Shawn Mercer can trace back the moment that his life in music changed to one night in Camden nearly four years ago.
“I went to see Greg Brown at the Camden Opera House. I had just gone through a divorce, so I was in a lot of emotional turmoil – the kind of stuff that’s really great for songwriters,” said Mercer, 33. “My current wife introduced me to his music. He just tells stories in his songs, and it seems true and real. It made me feel like I could try to tell what I know from my life in my songs. It was a huge inspiration for me.”
After a decade and a half that included a few long years tormenting college friends with his self-described “painful” guitar playing, a stint in a metal band and a lot of Pink Floyd covers at open mike nights across the state, Mercer finally had a true musical direction. And soon enough, the songs started coming.
Now with his own band – Shawn Mercer and the Boondock Blues Band – Mercer is a long way from his humble origins. He has a full-length, self-titled album of scrappy, warm, bluesy folk-rock under his belt, available at www.cdbaby.com and through his Web site, www.shawnmercer.com.
And he’s playing gigs, though not at many bars; he’s a family man with a wife and kids and a big plot of land in Orland. Case in point: Mercer and company will play a show with alt-folk trio the Toughcats at 7:30 p.m. Saturday, Jan. 27, at the Blue Hill Town Hall. At 4 p.m. that day, both bands will perform on WERU 89.9 FM.
“I like to play my own tunes, and it seems like a lot of bars in Maine want covers. Plus, with a family and a full-time job, I can’t really be getting in at 1 a.m. all the time,” said Mercer, who is a teacher at Troy Howard Middle School. “I’ve had a lot of fun playing festivals and coffeehouses and organizing my own shows. It’s fun to work with other cool musicians, and you tend to attract people who really like to hear original music.”

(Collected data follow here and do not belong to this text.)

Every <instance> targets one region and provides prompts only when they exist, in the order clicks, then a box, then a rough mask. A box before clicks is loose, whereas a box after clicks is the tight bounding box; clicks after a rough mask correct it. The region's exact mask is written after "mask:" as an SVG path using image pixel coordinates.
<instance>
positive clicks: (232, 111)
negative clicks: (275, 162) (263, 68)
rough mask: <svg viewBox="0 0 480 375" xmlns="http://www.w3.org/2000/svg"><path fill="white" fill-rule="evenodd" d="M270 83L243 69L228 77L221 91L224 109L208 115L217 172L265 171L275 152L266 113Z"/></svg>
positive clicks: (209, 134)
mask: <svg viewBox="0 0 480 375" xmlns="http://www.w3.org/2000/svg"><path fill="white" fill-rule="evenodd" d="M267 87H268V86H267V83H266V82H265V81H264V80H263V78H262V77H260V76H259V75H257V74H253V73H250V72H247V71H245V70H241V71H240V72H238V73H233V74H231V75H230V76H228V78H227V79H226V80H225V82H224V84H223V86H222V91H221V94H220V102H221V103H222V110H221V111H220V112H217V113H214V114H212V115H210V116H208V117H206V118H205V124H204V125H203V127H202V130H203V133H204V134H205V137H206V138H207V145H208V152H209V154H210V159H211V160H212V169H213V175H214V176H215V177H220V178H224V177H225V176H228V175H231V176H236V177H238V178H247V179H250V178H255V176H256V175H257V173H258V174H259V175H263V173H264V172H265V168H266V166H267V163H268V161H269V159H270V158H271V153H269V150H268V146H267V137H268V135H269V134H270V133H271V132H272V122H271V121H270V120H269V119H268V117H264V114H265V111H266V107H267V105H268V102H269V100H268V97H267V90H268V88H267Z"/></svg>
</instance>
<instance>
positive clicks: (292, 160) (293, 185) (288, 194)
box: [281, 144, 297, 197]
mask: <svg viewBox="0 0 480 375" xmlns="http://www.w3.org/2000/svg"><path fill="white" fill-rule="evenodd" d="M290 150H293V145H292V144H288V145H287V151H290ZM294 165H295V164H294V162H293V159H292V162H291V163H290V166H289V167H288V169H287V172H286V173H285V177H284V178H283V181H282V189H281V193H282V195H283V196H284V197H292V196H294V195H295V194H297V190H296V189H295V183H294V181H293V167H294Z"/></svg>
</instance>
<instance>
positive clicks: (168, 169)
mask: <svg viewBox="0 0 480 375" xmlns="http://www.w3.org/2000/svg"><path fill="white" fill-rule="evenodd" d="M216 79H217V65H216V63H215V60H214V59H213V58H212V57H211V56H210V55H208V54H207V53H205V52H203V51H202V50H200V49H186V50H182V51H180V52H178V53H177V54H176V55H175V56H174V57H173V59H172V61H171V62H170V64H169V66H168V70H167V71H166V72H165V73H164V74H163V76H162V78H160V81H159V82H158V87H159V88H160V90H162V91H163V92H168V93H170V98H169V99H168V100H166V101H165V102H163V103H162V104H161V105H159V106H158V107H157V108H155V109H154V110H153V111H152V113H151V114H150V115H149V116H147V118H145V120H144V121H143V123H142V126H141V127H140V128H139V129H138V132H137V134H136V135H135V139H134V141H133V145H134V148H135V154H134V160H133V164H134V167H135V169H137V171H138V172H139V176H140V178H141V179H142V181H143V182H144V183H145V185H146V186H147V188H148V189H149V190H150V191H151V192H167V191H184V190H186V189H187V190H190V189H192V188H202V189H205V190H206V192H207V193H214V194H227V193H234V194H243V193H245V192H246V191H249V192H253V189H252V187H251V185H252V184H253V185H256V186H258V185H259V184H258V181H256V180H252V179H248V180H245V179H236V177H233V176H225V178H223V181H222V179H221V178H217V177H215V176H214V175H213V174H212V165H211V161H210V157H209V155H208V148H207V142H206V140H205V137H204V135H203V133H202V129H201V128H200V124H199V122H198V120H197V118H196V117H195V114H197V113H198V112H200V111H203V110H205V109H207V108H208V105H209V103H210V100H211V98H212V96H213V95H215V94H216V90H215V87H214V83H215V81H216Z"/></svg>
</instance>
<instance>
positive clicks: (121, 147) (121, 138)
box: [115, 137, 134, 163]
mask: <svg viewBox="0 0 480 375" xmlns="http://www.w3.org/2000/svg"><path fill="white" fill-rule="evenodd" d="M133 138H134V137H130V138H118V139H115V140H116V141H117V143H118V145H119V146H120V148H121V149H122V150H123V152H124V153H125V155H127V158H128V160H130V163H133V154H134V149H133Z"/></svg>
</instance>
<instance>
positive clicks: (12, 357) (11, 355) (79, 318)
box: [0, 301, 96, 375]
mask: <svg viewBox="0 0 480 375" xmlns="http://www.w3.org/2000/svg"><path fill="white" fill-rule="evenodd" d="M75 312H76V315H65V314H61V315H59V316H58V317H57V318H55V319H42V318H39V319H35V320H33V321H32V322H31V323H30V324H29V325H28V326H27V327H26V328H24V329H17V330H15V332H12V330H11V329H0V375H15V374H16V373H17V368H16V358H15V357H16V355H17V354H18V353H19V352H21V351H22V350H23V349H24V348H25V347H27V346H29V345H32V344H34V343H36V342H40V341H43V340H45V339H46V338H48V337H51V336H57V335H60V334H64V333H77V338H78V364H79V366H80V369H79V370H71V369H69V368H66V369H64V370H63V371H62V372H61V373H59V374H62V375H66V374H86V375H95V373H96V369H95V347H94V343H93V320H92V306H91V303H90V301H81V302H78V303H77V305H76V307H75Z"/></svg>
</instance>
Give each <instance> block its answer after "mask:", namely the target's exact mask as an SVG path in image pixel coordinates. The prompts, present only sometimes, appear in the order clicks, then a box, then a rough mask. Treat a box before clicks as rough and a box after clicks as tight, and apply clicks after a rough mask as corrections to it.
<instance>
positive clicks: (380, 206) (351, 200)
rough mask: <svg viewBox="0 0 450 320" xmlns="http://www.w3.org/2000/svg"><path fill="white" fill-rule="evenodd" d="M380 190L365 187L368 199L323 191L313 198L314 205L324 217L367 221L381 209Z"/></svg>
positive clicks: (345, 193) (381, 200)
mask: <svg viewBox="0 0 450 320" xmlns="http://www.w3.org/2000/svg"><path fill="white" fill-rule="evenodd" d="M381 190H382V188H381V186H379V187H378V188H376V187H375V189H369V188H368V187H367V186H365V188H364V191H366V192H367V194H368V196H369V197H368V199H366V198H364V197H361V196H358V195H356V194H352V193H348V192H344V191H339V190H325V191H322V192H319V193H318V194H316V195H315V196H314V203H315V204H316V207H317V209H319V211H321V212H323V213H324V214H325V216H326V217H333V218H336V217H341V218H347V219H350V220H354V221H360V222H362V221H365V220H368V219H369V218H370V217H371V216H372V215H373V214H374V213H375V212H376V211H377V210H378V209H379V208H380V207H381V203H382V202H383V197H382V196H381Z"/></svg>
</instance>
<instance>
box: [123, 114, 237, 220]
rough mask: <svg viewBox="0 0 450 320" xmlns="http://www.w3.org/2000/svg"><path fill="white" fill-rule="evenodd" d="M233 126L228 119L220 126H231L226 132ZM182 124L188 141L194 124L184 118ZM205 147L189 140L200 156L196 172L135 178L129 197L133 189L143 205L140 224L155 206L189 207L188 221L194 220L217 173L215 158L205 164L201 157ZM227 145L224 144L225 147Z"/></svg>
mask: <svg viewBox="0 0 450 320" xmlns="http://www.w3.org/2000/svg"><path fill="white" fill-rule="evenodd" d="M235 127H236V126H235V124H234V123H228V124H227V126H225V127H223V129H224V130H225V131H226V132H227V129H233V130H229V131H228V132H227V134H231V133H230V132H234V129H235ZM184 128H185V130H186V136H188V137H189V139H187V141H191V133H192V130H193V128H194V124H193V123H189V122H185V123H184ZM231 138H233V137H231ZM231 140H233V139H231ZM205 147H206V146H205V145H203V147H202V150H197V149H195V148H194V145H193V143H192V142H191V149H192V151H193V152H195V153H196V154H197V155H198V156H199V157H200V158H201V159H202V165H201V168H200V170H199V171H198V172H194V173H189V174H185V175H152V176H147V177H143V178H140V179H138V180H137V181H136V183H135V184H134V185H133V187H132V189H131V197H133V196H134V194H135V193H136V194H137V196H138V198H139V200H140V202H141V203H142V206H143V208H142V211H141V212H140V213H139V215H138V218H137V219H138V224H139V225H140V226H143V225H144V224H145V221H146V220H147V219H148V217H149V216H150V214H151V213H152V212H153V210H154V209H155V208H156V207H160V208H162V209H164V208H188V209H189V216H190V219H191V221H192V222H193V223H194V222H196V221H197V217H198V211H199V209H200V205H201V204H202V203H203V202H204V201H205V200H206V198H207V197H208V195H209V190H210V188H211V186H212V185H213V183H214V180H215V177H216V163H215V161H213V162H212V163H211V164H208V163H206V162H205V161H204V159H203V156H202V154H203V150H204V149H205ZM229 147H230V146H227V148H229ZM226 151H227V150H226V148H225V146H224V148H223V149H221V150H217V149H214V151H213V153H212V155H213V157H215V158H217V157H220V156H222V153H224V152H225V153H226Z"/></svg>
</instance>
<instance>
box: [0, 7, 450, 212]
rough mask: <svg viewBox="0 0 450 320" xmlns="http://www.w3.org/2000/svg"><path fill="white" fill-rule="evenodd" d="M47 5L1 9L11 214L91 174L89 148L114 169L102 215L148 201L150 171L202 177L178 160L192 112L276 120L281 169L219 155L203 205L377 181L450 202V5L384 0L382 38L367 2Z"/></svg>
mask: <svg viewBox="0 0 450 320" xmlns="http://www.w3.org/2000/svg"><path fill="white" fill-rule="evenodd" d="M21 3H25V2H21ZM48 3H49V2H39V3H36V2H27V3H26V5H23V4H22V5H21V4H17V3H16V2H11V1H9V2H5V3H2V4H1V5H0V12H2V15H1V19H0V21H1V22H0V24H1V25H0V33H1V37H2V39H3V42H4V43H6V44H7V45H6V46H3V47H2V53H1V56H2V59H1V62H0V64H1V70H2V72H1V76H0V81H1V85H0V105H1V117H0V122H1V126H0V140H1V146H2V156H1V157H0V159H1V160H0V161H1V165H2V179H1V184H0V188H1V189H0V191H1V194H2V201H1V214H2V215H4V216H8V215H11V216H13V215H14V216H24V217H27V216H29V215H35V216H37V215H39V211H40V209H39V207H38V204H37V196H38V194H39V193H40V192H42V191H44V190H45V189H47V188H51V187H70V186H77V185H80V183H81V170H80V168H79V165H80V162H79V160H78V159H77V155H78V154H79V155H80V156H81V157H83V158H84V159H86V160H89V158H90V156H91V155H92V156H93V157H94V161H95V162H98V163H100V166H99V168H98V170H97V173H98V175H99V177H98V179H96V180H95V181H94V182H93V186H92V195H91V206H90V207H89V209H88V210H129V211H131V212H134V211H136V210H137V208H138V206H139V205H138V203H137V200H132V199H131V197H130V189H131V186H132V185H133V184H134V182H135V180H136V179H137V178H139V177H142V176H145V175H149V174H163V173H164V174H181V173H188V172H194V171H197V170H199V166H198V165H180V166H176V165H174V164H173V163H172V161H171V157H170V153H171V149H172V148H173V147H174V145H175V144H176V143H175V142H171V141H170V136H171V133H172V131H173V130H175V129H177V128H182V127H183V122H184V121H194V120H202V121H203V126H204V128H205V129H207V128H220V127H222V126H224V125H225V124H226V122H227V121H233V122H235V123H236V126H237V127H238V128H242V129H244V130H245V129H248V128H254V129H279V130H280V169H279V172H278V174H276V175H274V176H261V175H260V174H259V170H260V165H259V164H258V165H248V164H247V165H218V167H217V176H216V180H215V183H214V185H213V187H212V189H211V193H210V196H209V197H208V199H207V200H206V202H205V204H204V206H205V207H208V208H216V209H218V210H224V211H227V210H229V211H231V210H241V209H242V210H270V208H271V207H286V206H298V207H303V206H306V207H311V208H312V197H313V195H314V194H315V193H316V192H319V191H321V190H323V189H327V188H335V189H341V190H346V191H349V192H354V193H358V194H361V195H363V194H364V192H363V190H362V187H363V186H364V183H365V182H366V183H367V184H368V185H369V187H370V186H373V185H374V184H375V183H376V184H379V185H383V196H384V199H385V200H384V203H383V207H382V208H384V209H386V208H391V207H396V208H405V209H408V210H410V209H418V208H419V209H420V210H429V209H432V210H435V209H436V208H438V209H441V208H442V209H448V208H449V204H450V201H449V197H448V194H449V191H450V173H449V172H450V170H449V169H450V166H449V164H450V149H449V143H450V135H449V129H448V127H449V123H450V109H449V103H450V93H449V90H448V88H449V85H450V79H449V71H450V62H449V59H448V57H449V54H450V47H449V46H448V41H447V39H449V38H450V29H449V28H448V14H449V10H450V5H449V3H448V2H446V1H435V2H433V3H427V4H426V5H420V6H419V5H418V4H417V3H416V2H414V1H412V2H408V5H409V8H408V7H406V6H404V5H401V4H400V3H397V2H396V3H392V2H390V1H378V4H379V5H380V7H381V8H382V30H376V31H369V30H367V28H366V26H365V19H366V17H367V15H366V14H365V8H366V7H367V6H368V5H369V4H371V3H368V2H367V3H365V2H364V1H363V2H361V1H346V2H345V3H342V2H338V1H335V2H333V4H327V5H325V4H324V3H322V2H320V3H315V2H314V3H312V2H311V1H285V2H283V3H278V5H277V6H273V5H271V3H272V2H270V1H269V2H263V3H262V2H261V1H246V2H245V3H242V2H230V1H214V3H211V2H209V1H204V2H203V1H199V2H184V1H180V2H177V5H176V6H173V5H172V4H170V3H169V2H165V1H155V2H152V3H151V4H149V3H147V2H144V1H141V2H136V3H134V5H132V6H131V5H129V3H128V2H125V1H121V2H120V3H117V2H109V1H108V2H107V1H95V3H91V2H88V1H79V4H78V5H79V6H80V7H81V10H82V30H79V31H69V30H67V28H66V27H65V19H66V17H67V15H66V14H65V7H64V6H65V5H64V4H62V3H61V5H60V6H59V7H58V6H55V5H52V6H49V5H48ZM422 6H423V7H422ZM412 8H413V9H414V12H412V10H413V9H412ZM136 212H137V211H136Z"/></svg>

In the style of his heroes Neil Young, Mark Lanegan and, of course, Greg Brown, Mercer writes deceptively simple songs with a rough, unpolished edge. Bass player Brad O’Brien, drummer Eric Sanders and banjo and mandolin player Steve Tanguay add an earthy bar-band feel to straight-up blues rockers like the thoughtful “Back Roads” and the anthemic “Boondock Blues.” The indomitable Merlan the Intrepid Traveler rounds out the lineup with his soulful harmonica licks, and Tree By Leaf singer Sirii Soucy contributes backing vocals.
Though he didn’t consciously choose to play the blues, that style seemed to fit with Mercer’s outlook on life.
“I’ve always loved the blues for a long time, but I was always into the Seattle grunge stuff – stuff that’s sort of down,” said Mercer. “But my personality is more upbeat and about havin’ fun, so that’s the music that I ended up playing.”
To clarify some confusion: Yes, The Blues Cafe on Mill Street in Orono is closed. It will, however, reopen in March – but not as the Blues Cafe. New owner Mike Macioci plans to renovate and reopen on March 1 under the new name The Sports Cafe. Macioci intends to give the place more of a sports bar theme, hence the name, and is installing wide-screen TVs and a game room. But fret not, music fans. Live and local bands will still play there on Thursdays, Fridays and Saturdays.